Brent Cockbain
- Born: Brent John Cockbain 15 November 1974 (age 51) Coffs Harbour, NSW, Australia
- Height: 203 cm (6 ft 8 in)
- Weight: 122 kg (19 st 3 lb; 269 lb)
- School: Innisfail High School
- Notable relative: Matt Cockbain (brother)

Rugby union career
- Position: Lock

Senior career
- Years: Team / Apps / (Points)
- 1999–2000: London Irish / 14 / (0)
- 2000–2003: Pontypridd
- 2003–2004: Celtic Warriors / 10 / (5)
- 2004–2007: Ospreys / 53 / (5)
- 2007–2010: Sale / 38 / (0)

Super Rugby
- Years: Team / Apps / (Points)
- 1997–1999: Queensland Reds / 2 / (0)

International career
- Years: Team / Apps / (Points)
- 1993: Australia U19
- 1995: Australia U21
- 2003–2007: Wales / 24 / (5)
- 2005: British & Irish Lions / 0 / (0)

= Brent Cockbain =

British Lions & Wales international rugby union player

Brent John Cockbain (born 15 November 1974 in New South Wales, Australia) is a former rugby union player who won 24 caps for Wales.

==Club career==
Although born in Australia, and with his brother Matt Cockbain having played international rugby for Australia, Brent decided to emigrate to the UK. Cockbain played club rugby for London Irish, then came to Wales in 1999 to join Pontypridd RFC. With the advent of regional sides in 2003, he played for the Celtic Warriors, then when the Warriors were shut down signed for the Ospreys in 2004.
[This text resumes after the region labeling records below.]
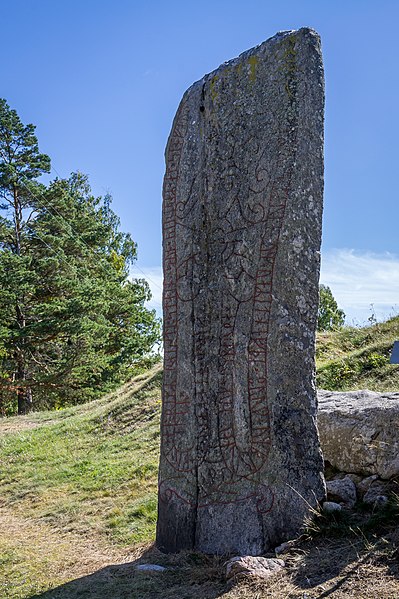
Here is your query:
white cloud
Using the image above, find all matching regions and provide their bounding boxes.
[320,249,399,324]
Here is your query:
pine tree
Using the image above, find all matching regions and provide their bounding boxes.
[317,285,345,331]
[0,99,50,414]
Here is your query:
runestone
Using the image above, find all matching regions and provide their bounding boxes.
[157,28,325,555]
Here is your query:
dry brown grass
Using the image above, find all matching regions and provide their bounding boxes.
[0,502,399,599]
[0,367,399,599]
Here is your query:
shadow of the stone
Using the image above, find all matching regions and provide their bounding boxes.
[31,551,231,599]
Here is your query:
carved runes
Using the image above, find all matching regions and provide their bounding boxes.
[157,29,324,555]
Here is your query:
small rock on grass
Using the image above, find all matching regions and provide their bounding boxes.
[363,481,388,507]
[225,555,285,580]
[326,476,356,508]
[274,539,297,555]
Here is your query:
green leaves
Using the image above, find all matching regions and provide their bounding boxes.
[317,285,345,331]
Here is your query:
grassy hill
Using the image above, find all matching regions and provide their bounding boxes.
[0,317,399,599]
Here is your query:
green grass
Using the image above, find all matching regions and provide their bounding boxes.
[0,317,399,599]
[316,316,399,392]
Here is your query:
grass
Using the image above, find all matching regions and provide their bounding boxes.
[0,366,161,546]
[0,317,399,599]
[316,316,399,392]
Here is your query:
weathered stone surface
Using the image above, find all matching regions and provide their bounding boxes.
[363,481,388,506]
[157,29,324,555]
[318,390,399,479]
[326,476,356,508]
[226,555,285,579]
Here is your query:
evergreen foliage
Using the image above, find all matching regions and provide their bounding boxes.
[317,285,345,331]
[0,100,159,413]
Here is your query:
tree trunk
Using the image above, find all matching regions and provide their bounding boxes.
[13,185,32,414]
[17,387,33,414]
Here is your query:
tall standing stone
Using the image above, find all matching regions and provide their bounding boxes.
[157,28,324,555]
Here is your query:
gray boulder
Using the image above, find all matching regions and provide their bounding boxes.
[225,555,285,580]
[318,390,399,479]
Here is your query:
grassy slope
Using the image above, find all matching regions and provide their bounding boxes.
[0,318,399,599]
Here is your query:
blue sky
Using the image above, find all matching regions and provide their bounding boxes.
[0,0,399,323]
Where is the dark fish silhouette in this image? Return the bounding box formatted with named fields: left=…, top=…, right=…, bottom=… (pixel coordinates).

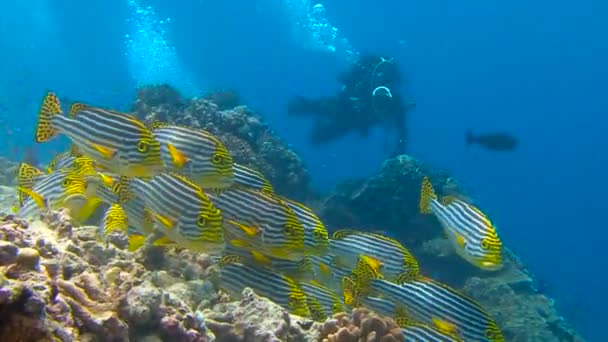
left=466, top=131, right=517, bottom=151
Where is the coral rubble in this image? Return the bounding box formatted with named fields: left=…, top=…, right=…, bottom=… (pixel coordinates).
left=0, top=157, right=19, bottom=187
left=320, top=155, right=582, bottom=341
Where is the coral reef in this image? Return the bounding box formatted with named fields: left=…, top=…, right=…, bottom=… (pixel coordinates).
left=0, top=157, right=19, bottom=186
left=320, top=308, right=405, bottom=342
left=0, top=212, right=221, bottom=341
left=133, top=85, right=312, bottom=200
left=319, top=155, right=582, bottom=341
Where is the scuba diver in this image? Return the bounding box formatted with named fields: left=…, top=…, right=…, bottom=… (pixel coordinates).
left=288, top=55, right=413, bottom=155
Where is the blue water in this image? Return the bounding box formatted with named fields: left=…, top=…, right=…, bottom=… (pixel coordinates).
left=0, top=0, right=608, bottom=341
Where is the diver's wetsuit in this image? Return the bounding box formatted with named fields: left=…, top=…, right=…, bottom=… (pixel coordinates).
left=288, top=55, right=407, bottom=154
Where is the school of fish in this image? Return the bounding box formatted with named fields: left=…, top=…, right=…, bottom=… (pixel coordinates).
left=14, top=93, right=504, bottom=342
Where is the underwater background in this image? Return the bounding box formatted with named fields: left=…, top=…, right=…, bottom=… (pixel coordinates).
left=0, top=0, right=608, bottom=341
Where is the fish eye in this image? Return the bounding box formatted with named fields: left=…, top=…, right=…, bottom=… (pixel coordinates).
left=285, top=223, right=296, bottom=235
left=201, top=215, right=207, bottom=227
left=312, top=229, right=325, bottom=240
left=137, top=140, right=150, bottom=153
left=481, top=239, right=490, bottom=249
left=289, top=294, right=298, bottom=306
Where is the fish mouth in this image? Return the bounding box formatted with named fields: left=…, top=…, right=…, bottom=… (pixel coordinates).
left=63, top=194, right=87, bottom=214
left=480, top=261, right=502, bottom=271
left=198, top=175, right=234, bottom=189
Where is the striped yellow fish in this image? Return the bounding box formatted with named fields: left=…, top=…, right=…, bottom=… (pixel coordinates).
left=420, top=177, right=502, bottom=270
left=46, top=151, right=76, bottom=173
left=352, top=260, right=504, bottom=342
left=281, top=197, right=329, bottom=255
left=97, top=176, right=153, bottom=238
left=150, top=122, right=234, bottom=189
left=360, top=296, right=411, bottom=326
left=36, top=93, right=163, bottom=177
left=330, top=230, right=420, bottom=280
left=17, top=163, right=46, bottom=206
left=17, top=170, right=87, bottom=218
left=300, top=281, right=346, bottom=322
left=218, top=244, right=314, bottom=281
left=208, top=187, right=304, bottom=261
left=401, top=322, right=464, bottom=342
left=128, top=173, right=224, bottom=254
left=234, top=163, right=274, bottom=192
left=307, top=254, right=352, bottom=293
left=219, top=255, right=310, bottom=317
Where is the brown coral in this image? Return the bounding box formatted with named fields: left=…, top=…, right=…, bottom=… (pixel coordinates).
left=0, top=211, right=222, bottom=341
left=320, top=308, right=405, bottom=342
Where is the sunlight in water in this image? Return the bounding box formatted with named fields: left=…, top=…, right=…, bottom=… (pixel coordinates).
left=124, top=0, right=200, bottom=96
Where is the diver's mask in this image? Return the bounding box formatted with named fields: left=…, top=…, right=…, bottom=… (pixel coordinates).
left=372, top=86, right=393, bottom=115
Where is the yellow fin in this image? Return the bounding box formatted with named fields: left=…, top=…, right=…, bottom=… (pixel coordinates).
left=218, top=255, right=241, bottom=267
left=36, top=92, right=63, bottom=143
left=69, top=102, right=87, bottom=117
left=419, top=176, right=437, bottom=214
left=70, top=143, right=83, bottom=157
left=146, top=209, right=175, bottom=229
left=98, top=172, right=114, bottom=188
left=230, top=239, right=251, bottom=248
left=73, top=197, right=101, bottom=223
left=395, top=270, right=419, bottom=284
left=17, top=163, right=44, bottom=206
left=433, top=317, right=459, bottom=335
left=441, top=196, right=458, bottom=205
left=152, top=236, right=176, bottom=246
left=226, top=220, right=259, bottom=237
left=112, top=176, right=132, bottom=203
left=129, top=234, right=146, bottom=252
left=360, top=255, right=383, bottom=273
left=91, top=144, right=116, bottom=159
left=319, top=262, right=331, bottom=276
left=331, top=229, right=359, bottom=240
left=101, top=203, right=128, bottom=236
left=148, top=121, right=171, bottom=131
left=167, top=143, right=188, bottom=168
left=454, top=233, right=467, bottom=247
left=17, top=187, right=47, bottom=209
left=342, top=277, right=358, bottom=307
left=250, top=251, right=272, bottom=267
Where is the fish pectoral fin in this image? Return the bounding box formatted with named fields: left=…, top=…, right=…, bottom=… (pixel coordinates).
left=74, top=197, right=101, bottom=224
left=129, top=234, right=146, bottom=252
left=319, top=262, right=331, bottom=275
left=91, top=144, right=116, bottom=159
left=146, top=209, right=175, bottom=229
left=454, top=233, right=467, bottom=247
left=17, top=187, right=47, bottom=209
left=152, top=236, right=176, bottom=246
left=226, top=220, right=259, bottom=237
left=433, top=317, right=458, bottom=335
left=360, top=255, right=383, bottom=273
left=167, top=143, right=188, bottom=168
left=69, top=102, right=87, bottom=117
left=441, top=195, right=458, bottom=205
left=250, top=251, right=272, bottom=267
left=97, top=172, right=114, bottom=188
left=101, top=203, right=128, bottom=236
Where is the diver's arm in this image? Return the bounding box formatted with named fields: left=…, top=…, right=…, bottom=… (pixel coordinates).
left=393, top=98, right=408, bottom=155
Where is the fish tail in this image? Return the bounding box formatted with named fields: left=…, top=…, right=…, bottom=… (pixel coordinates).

In the 2004–05 season he helped the Ospreys win the Celtic League and Wales win the Grand Slam, scoring his first and only international try against Italy.

Cockbain returned from injury to club rugby with the Ospreys, but missed Wales' 2006 Autumn Internationals due to an injury. On 3 December 2007, Cockbain signed for the English Premiership side Sale Sharks on a 2½ year contract.

Cockbain retired from competitive sport in June 2010.

==International career==
Cockbain represented Australia at Under 19 and Under 21 level, but qualified for Wales under the residency rule and made his debut against Romania at Wrexham on 27 August 2003, a match which Wales won 54–8. This match also saw Mike Ruddock take charge of the side for the first time, albeit only for the one game. He went on to start in four of Wales' matches in the 2003 Rugby World Cup. In the 2004–05 season he helped Wales win the Grand Slam, scoring his first international try against Italy. He was flown out to join the 2005 British & Irish Lions tour to New Zealand as a late replacement after Danny Grewcock had been banned for biting.